Medicare Imposes Enormous Administrative Burdens
February 27, 2003
Based on outdated principles of central planning and price regulation, Medicare faces an administrative crisis. The program is governed by literally tens of thousands of pages of rules, regulations, guidelines and administrative decisions that cover virtually every aspect of the financing and delivery of medical services for America's seniors.
- An American Medical Association survey of doctors found that more than one-third spend an hour completing Medicare paperwork for every one to four hours of patient care.
- A similar study for the American Hospital Association found that for every hour of care delivered to a Medicare patient, hospital officials spend roughly one half-hour or more complying with Medicare paperwork.

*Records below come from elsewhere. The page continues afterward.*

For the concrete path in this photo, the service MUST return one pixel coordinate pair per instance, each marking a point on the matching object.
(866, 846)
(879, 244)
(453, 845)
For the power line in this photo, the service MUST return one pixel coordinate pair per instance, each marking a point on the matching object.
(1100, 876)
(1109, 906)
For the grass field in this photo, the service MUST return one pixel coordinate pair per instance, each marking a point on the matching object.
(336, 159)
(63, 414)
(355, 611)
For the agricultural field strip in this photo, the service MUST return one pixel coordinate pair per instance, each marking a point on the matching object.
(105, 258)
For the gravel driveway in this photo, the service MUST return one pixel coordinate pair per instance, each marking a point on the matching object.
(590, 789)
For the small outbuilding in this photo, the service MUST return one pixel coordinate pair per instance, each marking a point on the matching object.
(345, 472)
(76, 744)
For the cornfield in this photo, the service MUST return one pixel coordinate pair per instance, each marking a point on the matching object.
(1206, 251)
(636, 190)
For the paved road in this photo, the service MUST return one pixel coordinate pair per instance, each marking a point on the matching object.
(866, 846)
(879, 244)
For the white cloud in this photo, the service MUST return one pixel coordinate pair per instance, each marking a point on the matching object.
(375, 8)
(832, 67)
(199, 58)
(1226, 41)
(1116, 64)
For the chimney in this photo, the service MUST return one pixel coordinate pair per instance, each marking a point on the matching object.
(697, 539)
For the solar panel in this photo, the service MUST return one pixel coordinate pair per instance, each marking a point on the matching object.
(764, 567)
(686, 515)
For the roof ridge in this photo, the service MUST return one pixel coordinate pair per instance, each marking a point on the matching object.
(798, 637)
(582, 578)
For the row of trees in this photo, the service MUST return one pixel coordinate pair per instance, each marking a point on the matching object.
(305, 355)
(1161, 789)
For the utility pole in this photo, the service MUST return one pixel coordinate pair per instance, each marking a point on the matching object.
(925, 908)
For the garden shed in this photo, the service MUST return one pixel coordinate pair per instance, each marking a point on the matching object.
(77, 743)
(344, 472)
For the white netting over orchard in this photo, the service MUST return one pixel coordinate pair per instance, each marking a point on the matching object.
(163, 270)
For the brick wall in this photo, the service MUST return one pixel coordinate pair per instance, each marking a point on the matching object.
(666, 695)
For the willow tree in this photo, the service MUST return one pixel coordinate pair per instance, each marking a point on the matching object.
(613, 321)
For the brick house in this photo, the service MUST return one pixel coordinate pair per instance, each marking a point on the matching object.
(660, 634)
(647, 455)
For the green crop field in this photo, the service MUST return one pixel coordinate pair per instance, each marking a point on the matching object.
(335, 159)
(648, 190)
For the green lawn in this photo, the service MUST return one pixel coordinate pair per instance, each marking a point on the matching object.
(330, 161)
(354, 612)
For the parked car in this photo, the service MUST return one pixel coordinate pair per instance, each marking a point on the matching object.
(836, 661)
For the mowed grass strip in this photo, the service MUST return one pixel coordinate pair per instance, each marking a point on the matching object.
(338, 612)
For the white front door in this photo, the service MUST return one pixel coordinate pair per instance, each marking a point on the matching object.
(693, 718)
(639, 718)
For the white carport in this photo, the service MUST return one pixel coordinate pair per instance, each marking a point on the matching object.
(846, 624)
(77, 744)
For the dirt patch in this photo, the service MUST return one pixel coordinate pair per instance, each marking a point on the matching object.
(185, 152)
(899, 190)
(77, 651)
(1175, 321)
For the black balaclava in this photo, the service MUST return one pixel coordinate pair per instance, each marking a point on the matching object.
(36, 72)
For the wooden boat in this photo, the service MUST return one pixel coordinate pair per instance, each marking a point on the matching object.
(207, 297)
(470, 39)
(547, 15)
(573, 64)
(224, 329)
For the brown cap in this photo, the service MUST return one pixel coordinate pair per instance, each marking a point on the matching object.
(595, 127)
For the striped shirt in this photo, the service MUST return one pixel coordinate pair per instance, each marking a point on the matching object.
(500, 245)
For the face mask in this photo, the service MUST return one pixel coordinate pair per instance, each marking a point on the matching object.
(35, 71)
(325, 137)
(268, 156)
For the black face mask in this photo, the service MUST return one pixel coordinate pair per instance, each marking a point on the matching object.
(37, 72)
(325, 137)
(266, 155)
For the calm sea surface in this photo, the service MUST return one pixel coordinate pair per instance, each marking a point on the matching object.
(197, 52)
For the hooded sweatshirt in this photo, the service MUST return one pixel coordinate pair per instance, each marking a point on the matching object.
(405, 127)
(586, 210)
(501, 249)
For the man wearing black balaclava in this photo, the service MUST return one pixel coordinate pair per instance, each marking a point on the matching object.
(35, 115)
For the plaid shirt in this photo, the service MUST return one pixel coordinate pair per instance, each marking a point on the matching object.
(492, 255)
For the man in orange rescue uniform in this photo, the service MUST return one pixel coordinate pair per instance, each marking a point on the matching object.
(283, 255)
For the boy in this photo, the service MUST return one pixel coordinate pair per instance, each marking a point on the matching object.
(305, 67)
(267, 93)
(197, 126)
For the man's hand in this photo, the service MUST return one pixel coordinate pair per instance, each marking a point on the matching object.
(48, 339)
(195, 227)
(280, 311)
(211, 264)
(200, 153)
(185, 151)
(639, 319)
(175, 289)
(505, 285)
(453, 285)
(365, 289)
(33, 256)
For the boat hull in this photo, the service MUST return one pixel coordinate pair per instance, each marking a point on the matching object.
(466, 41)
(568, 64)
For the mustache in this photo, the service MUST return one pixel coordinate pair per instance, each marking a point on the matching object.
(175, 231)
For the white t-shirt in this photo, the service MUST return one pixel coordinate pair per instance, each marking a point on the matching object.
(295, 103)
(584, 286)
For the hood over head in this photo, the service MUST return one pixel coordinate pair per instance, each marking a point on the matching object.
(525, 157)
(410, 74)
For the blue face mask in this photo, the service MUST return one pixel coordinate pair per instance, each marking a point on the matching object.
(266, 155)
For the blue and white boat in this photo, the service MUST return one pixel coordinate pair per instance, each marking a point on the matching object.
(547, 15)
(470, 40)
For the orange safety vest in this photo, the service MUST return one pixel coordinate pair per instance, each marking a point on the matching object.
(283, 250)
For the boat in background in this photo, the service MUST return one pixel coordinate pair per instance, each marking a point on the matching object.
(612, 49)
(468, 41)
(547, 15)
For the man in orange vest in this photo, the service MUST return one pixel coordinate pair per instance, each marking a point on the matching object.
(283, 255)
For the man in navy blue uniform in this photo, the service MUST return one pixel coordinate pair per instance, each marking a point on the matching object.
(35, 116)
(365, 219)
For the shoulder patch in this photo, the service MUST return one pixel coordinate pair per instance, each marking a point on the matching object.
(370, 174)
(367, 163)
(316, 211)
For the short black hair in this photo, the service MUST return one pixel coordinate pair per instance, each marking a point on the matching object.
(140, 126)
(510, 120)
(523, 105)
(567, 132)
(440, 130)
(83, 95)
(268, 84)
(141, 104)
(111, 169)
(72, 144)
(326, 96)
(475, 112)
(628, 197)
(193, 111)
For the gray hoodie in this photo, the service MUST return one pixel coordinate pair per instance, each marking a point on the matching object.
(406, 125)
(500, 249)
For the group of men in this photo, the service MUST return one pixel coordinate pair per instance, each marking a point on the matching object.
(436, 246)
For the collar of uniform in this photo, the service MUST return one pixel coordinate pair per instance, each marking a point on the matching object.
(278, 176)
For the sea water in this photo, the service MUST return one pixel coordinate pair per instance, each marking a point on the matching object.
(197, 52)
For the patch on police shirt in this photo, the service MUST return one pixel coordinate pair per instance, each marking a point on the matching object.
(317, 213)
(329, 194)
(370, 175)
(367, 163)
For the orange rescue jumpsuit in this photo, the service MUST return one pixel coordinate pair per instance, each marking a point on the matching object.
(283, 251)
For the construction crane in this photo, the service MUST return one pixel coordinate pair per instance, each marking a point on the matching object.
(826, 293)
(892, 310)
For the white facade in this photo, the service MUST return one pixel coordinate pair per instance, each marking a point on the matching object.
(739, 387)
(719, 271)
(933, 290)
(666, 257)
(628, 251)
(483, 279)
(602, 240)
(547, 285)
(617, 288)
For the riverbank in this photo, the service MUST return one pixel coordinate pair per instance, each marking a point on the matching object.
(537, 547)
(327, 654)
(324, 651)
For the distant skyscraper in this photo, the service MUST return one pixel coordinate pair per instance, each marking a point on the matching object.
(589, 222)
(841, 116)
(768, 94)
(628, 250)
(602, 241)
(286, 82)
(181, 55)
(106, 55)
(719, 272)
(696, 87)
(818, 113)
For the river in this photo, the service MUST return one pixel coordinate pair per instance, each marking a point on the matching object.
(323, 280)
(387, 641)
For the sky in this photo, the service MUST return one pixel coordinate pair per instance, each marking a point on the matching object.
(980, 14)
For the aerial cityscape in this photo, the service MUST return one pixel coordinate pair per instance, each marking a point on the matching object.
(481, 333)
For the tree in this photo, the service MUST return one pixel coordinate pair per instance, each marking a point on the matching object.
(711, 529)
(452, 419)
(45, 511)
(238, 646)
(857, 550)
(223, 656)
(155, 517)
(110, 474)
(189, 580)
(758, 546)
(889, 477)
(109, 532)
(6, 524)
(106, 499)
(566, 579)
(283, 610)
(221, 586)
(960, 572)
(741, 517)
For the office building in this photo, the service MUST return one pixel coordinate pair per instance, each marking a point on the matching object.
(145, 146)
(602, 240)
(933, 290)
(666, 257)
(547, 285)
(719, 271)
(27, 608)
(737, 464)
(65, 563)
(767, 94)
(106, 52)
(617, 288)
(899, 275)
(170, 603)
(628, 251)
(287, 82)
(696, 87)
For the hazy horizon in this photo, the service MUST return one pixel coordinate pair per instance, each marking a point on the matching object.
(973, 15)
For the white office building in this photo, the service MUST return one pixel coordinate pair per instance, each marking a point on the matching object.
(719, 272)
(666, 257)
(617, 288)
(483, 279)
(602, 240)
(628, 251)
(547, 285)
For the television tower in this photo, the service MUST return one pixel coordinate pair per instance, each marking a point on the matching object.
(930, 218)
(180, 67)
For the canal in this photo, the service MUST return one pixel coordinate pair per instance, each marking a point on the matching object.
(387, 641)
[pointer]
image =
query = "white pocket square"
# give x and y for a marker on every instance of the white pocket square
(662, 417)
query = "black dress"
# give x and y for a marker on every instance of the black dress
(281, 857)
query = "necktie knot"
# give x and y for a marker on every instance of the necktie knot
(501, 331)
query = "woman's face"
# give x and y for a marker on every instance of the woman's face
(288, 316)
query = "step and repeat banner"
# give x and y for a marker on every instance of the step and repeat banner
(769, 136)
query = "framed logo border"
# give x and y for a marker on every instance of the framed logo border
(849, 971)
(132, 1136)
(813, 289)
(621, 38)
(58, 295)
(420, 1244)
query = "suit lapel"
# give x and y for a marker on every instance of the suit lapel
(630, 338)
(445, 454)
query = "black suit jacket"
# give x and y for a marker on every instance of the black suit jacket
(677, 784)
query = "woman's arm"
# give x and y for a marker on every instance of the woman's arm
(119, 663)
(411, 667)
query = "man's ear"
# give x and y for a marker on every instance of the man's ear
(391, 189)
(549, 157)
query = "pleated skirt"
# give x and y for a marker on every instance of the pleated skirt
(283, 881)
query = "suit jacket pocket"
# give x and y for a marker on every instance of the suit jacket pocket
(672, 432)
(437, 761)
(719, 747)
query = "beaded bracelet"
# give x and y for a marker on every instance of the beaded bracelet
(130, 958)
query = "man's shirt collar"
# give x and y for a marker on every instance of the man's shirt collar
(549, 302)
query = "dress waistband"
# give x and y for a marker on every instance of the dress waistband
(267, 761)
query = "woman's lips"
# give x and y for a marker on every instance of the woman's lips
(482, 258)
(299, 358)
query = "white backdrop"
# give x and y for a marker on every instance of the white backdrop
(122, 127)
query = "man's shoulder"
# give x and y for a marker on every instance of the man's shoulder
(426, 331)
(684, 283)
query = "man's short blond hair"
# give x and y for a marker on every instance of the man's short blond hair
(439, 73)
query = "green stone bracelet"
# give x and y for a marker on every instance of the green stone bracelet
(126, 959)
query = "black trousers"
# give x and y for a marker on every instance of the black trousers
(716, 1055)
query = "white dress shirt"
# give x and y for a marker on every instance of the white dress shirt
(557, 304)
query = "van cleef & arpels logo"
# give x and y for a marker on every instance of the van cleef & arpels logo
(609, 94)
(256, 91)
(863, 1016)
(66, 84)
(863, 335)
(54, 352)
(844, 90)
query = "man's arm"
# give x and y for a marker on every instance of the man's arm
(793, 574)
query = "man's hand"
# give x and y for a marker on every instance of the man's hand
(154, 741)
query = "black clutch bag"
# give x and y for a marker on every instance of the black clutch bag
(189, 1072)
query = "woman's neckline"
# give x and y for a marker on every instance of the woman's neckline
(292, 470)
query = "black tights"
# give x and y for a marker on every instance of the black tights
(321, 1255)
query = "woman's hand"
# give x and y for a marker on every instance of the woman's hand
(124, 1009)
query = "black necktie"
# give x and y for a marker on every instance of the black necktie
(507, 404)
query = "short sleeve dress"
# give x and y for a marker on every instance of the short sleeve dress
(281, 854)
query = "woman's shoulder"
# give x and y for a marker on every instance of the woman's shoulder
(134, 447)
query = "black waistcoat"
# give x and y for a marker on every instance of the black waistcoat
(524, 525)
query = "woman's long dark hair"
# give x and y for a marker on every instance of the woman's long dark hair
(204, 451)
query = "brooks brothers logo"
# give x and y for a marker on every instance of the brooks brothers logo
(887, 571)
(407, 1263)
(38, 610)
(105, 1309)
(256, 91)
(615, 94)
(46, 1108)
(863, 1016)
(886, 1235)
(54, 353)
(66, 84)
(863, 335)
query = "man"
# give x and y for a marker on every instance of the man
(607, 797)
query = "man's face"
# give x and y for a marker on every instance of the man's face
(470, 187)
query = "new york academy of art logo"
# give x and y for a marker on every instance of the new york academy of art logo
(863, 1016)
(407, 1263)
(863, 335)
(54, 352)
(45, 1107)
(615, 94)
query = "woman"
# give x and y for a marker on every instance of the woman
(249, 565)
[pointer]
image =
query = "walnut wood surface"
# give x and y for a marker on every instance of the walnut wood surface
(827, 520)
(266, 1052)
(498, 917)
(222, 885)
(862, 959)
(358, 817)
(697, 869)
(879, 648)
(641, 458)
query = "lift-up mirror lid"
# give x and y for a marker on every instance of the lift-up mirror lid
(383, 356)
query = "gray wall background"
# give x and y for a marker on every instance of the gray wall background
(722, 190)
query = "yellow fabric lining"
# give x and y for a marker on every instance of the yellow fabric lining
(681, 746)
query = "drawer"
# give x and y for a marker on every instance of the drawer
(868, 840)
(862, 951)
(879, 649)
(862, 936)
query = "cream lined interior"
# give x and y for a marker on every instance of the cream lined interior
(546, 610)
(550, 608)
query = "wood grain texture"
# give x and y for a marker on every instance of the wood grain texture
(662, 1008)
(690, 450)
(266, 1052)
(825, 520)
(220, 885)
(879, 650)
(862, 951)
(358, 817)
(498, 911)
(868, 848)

- In many cases, Medicare reimbursements don't begin to cover the costs of providing care to Medicare patients -- prompting growing numbers of them to refuse to accept any more such patients.
Experts advise lawmakers to pattern Medicare reforms after the model of the Federal Employees Health Benefits Program.
Moreover, they advise Congress to take two quick steps to jumpstart Medicare reform:
- The first would allow those reaching retirement at age 65 to take their private health plan from their employer with them into retirement.
- And allow them to take balances accumulated in health reimbursement arrangements, flexible spending accounts, and medical savings accounts into retirement to pay for medical goods and services.